Prepare Your Material

Organizing your content is key to creating an effective website because it ensures users are provided the content they are looking for, and it identifies gaps where new content should be created.

Take inventory of what you have

To start, begin taking an inventory of existing content sources. Current or past websites, brochures and other documents are great starting points, as some of the content may just need to be updated or repurposed.

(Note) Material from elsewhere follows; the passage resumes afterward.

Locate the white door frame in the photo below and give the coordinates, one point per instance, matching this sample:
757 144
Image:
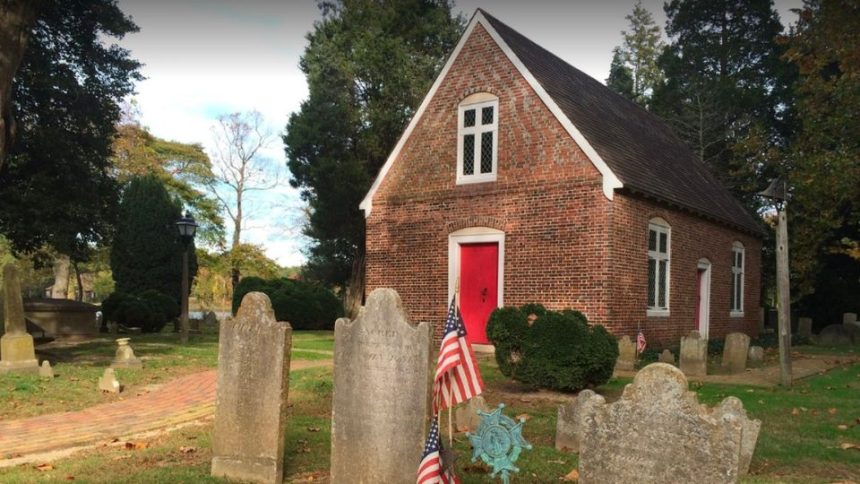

Using either index cards, Post-It notes or a whiteboard, write down everything you want to include on the website. If you are using index cards or Post-It notes, write down one topic per card. Sort the individual topics into groups or piles that "go together," and begin to think of category labels for each pile. This exercise will prompt you to evaluate why certain topics go together, and it will allow you to move items easily between piles and possibly lead you to discover the need for new or different categories. This creative process should demonstrate the different possibilities of organizing the same information.

Create a content outline

Once you've compiled a full inventory, you can determine what your website's main structure and navigation will look like. It's very important to label the navigation items in a way that your audience is able to find the information quickly. The following guidelines may be used to help you identify the best labels for navigation:

  • Use keywords and terms that your audience would most likely search on, such as "Calendar" or "Contact Information" or "Fees."
  • Use words that are intuitive, descriptive and easily scannable. For example, instead of a generic label such as "Programs Offered," a more specific label such as "Undergraduate Degree" would better serve your audience.
  • Use phrases that translate into actions (e.g., Apply Now, Schedule a Meeting, Request Help), since most people use websites to perform actions. This will also help you avoid simply using your audiences as navigation items (Students, Faculty, Parents, etc.). While this works in some instances, there is often overlap in both how audiences identify and the content provided to audiences, and you do not want to have to update content in multiple places. Plus, as mentioned earlier, audiences are looking to perform an action. Bucketing them by audience labels can make them hesitate and take them out of their task mindset (Neilson Norman Group, Audience-Based Navigation: 5 Reasons to Avoid It).
  • Use editorial consistency regarding labels and naming; if you choose to use actions as labels (e.g., Apply Now), be consistent and stick with actions for that navigation area.
  • In general, avoid being too wordy as people scan text on web pages. Less is more! The same goes for the number of navigation items. Information overload sets in when people have to look at more than seven to eight navigation items.
  • Having analytics or anecdotal data can help determine the most often viewed content on your current website. In some cases, this could be important enough to warrant it being its own navigation item.

Once you are satisfied with the main navigation, you can begin to fill in where your other content will go in your new navigation "buckets."

Note: the content outline is meant to be just that, an outline. You do not need to fill in every detail; just enough for a solid road map.